The implied consent law does not require a verbal refusal.  Rather, the conduct of the defendant may constitute an unlawful refusal.  Conduct that is “uncooperative” or that prevents an officer from obtaining a breath sample results in refusal.  “[I]t is the reality of the situation that must govern, and a refusal in fact, regardless of the words that accompany it, can be as convincing as an express verbal refusal.”

….

In this case, Reitter contends he never “articulated a refusal”; on the contrary, he told Deputy Roscizewski “I'm not refusing.” But Reitter’s actions ring louder than his articulated words, and regardless of his words, he refused in fact.… Reitter engaged in at least five exchanges with the deputies and prevented the officers from administering the test.… Reitter listened to repeated readings of the “Informing the Accused” Form and was warned that his conduct could result in a refusal.  Nonetheless, Reitter refused to answer Deputy Sipher’s repeated question. Reitter was uncooperative and belligerent.  Both Deputy Sipher and Deputy Roscizewski correctly concluded that Reitter had no plans to take the test until he had an opportunity to speak with his attorney.

Id. at 234, 237 (citations omitted).

15      There are two problems with Opelt’s argument.  First, Opelt’s contention that he “repeatedly offered to take the test” is indistinguishable from his implied argument that the circuit court erred in finding that his statements to the officer were at best equivocal.  I have already determined that the circuit court did not err in this respect. 

16      Second, Opelt fails to persuasively distinguish the facts of this case from those in Reitter and Rydeski.  As these cases explain, the question is whether Opelt’s statements and conduct ever amounted to a refusal, even if he made some statements at various times that, considered in isolation, would suggest an intent to submit.  See Reitter, 227 Wis. 2d at 234-37; Rydeski, 214 Wis. 2d at 106-07.  I conclude that Opelt’s statements and conduct amounted to a refusal. 

17      Opelt’s obligation under the implied consent law was to “promptly submit or refuse to submit” to the test.  See Rydeski, 214 Wis. 2d at 109.  The officer sought an unambiguous response from Opelt at least fourteen times.  Opelt repeatedly refused to clarify his responses so that the officer could register an unambiguous “yes” or “no” answer, and instead evaded the officer’s questions or answered with irrelevant statements.  As the circuit court aptly explained:

The defendant’s statements and actions constitute a refusal.  There is no other reasonable interpretation of the interaction between defendant and the officer.  Anything defendant said that could be remotely construed as a “yes” was immediately followed by a condition, limitation or outright denial/no answer.

As in Rydeski and Reitter, Opelt’s evasive conduct in refusing to provide an unambiguous answer, after being given plain and ample opportunities to do so, prevented the officer from administering the test and amounted to a refusal. 

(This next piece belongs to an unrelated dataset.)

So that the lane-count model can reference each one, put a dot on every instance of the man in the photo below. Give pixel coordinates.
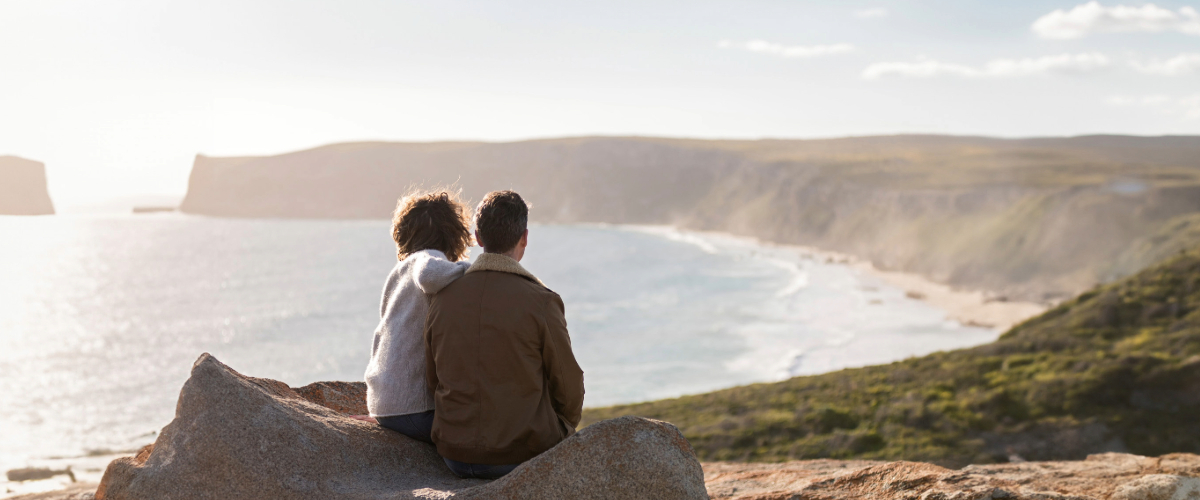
(498, 359)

18      In sum, Opelt refused constructively, if not actually, under circuit court findings that are not clearly erroneous. 

            By the Court.—Judgment affirmed.

            This opinion will not be published.  See Wis. Stat. Rule 809.23(1)(b)4. 

 

 


 



[1]  This appeal is decided by one judge pursuant to Wis. Stat. § 752.31(2)(c) (2011-12).  All references to the Wisconsin Statutes are to the 2011-12 version unless otherwise noted.  

[2]  While I base my decision on the proposition that the officer made “at least 14” requests that Opelt submit to the test, following the circuit court’s finding, I simply observe that the transcript appears to reflect twenty requests.